WordNet Protoype Application Analysis
1. Introduction
In this article we reflect on some of the insights gained from the implementation of a Wordnet Prototype Application (https://edu.yovisto.com/wordnet ). In two previous articles, the advantages of Wordnets were explained (Wordnets ), and the different Wordnets for the German language were analysed in a comparative fashion (GermaNet vs. Other Wordnet Alternatives ). In the latter article, three Wordnets for the German language were analysed, namely GermaNet, OdeNet, Inferred German Wordnet. The conclusion was that GermaNet demonstrates some clear advantages above the other two Wordnets, mainly as a result of superior content quality and quantity. Unlike the other two German Wordnets, GermaNet is not open source, and bound by licensing costs. Therefore, the recommendation was to build a prototype Wordnet application with one of the open source Wordnets to evaluate the practical usefulness thereof, before investing in GermaNet. In the following sections, we report on the results of the prototype implementation.
2. Browsability and visualisation
The prototype application illustrated that it was easy to browse for synsets (grouping on synonymous words with the same contextual meaning), and to show the meaning of the words in context. Browsing includes searching for synsets, navigating parent-child relationships and part-whole relationships.
Graph-based visualisations were used to show how a synset is related to other synsets. These visualisations are dynamic in the sense that they can be adjusted to display more information, e.g. more synonyms in a synset, or expansion of the graph to show more contextual information.
3. Embedding Wordnets inside free-text
The previous section described how we can browse, navigate and visualise Wordnets. Since Wordnets are represented in a graph-based structure, it gives us additional context when browsing because we can see how words are related to other words. Normal electronic dictionaries, such as electronic thesauri, are list-based and don't provide this advantage.
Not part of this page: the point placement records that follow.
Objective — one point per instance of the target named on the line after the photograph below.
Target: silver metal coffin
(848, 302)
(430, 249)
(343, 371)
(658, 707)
But we want to explore the usefulness of Wordnets even further, by looking at application possibilities inside software products. In the prototype application, we dynamically analysed text that was input by the user (either as free-text entered by the user or a website url). A SpaCy (spaCy · Industrial-strength Natural Language Processing in Python ) language model was used to identify parts of speech (POS) of the words inside the text. As a second step, a word-vector algorithm was used to link the words in the text to synsets inside the Wordnet graph. The algorithm identified the most suitable synset for a word within the given context. All possible synsets for a word (i.e. synsets with the same POS as the word in the text) were evaluated and assigned a weight based on the results of the implemented word-vector algorithm.
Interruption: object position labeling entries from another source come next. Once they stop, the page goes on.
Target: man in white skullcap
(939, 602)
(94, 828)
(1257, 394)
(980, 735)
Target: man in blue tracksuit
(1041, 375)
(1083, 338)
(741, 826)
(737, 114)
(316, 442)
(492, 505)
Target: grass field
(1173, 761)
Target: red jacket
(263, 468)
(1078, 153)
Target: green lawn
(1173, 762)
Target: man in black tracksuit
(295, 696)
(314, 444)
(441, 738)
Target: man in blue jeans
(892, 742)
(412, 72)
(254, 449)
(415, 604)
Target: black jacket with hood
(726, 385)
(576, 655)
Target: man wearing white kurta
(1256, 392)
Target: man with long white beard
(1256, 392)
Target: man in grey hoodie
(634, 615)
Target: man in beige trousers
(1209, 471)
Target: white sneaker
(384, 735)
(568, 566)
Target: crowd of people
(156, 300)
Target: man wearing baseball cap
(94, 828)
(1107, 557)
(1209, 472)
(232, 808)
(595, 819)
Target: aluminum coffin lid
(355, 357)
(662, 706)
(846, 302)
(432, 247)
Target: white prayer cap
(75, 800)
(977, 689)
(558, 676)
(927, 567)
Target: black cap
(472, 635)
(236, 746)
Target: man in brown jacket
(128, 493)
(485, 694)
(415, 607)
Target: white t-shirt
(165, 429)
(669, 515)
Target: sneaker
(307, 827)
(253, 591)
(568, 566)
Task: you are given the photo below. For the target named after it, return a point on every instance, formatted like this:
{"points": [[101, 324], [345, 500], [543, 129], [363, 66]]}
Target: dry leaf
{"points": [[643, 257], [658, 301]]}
We propose that this same method can be used to analyse learning material in curricula. In this way, students will be able to gain deeper insight into text, by inspecting the meaning of words in more detail. The visualisation of words can be especially useful within curricula learning material. For example, technical terms such as 'Oxygen' can be visualised in a graph context, enabling the student to see other related terms and how they are connected to 'Oxygen.'
4. Wordnet usage in the world
Wordnets are primarily used in research contexts. Many papers are published yearly on Wordnet topics, with the Global Wordnet Organisation (http://globalwordnet.org/ ) as the leading role-player in this regard. They organise an international conference every two years, with publications focusing solely on Wordnet-related themes.
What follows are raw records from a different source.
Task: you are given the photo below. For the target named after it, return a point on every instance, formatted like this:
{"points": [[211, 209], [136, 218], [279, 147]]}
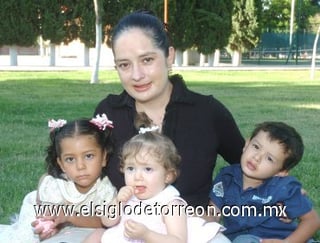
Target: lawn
{"points": [[29, 99]]}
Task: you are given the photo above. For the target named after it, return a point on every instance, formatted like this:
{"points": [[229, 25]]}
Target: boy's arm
{"points": [[213, 213], [307, 227]]}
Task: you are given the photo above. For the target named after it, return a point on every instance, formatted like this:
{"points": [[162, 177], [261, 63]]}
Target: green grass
{"points": [[29, 99]]}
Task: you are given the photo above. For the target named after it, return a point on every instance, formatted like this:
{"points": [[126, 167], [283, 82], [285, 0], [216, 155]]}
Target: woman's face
{"points": [[142, 67]]}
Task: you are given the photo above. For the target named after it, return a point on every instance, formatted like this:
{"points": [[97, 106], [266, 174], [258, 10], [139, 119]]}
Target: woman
{"points": [[200, 126]]}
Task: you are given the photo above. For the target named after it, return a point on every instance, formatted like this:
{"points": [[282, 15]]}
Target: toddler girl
{"points": [[74, 187]]}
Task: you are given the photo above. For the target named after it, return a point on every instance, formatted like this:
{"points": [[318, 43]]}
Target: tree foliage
{"points": [[276, 15], [213, 20], [246, 29], [19, 22]]}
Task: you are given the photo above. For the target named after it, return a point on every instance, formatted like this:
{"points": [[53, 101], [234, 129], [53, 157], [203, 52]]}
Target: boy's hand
{"points": [[44, 228], [125, 193]]}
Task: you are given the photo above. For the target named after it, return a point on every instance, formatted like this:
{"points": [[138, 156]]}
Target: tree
{"points": [[18, 29], [213, 20], [182, 13], [54, 24], [246, 29], [98, 24]]}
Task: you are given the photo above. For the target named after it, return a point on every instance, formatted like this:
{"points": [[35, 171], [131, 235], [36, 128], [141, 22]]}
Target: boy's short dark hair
{"points": [[287, 136]]}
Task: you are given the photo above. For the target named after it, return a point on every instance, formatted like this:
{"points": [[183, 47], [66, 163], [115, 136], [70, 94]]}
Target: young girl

The few commercial applications that do use Wordnet, are almost all exclusively in English. There is definitely a gap in the market with regards to the usage of non-English Wordnets. This becomes evident when looking at BabelNet (https://babelnet.org/ ) - a very big European research project bringing together Knowledge Graph-based linguistic data. Though BabelNet gathers Knowledge Graph-based information for different languages, and from different sources, the Wordnet information is solely in English.
5. Conclusion
The Wordnet prototype application illustrated how useful Wordnets can be for providing a better understanding of text and technical terms by providing more context and visualisations. The ideas in the prototype can also be applied to learning material in the WLO context.
The prototype application was developed with the Inferred German Wordnet. We received positive feedback, and the possibility of utilizing the functionalities of the prototype in WLO also seems to be promising. Several external parties have also expressed interest in collaborating with us on Wordnet projects (especially within the context of curricula and language-learning). Therefore, the recommendation is to invest in the licensing costs of GermaNet, since it will provide us with quality and quantity improvements, and it is highly likely that it will be utilised in WLO, and potentially in projects with other WLO partners.